There's abuse on some of these sites already. Many hotels have discovered that these sites are a pretty good way to get complimentary remarks from guests; the hotels anonymously write and post compliments to themselves. I know that some of these sites are working feverishly to create systems to prevent fake or unauthorized ratings, but it will be difficult, indeed, to prevent abuse on either side; good and bad.

Now don't get me wrong, I believe online travel rating sites are a natural evolution created by the Internet's openness and anonymity. As the popularity of rating sites increases, they are a natural supplement for the advice from "travel professionals" when travelers want recommendations and more insight into hotel information, before they book. Good hotel operations should welcome the ability of guests to post compliments, but we need a system to prevent abuse.

An angry, Internet savvy, guest, could bury a hotel with reams of ugly comments with no way for the hotel to respond. One remedy could provide for travel rating sites to send a copy of the posted comment, with contact information, to the hotel involved. This way the hotel could react and privately respond to the comments made; good and bad. Sites could still post limited source information, but with a notation that the comments and contact information will be forwarded to the hotel involved.

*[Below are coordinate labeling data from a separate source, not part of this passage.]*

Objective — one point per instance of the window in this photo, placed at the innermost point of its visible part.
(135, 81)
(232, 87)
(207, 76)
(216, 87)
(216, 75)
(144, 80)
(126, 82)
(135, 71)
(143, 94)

Good comments on travel rating sites can obviously boost a hotel's popularity, but I haven't seen any data reflecting how consumers deal with ratings on these sites. Are they a strong part of the decision-making process? If they aren't at present, I believe they will be; it's part of the information revolution created by the Internet.

Internet travel rating sites, if managed by responsible people, could be a great benefit to travelers and hotels alike. Their primary responsibility is to create systems to eliminate anonymous comments. Hotels deserve an opportunity to research compliments and complaints. Anonymous postings invite abuse.

I know this will not sit well with rating sites because anonymous postings will always draw more ratings; that's part of the lure of the Internet. But, if the purpose of these sites is to create better travel experiences by providing travelers with good reliable information, making users register, to post a comment, is essential.

This is a serious business, for serious business people. Guests are entitled to do and say what they feel; smart hoteliers learn from complaints and compliments. But, let's make sure it's done responsibly. When we stumble, just as when we provide a good travel experience, guests deserve more than simply a way to vent; they deserve a resolution.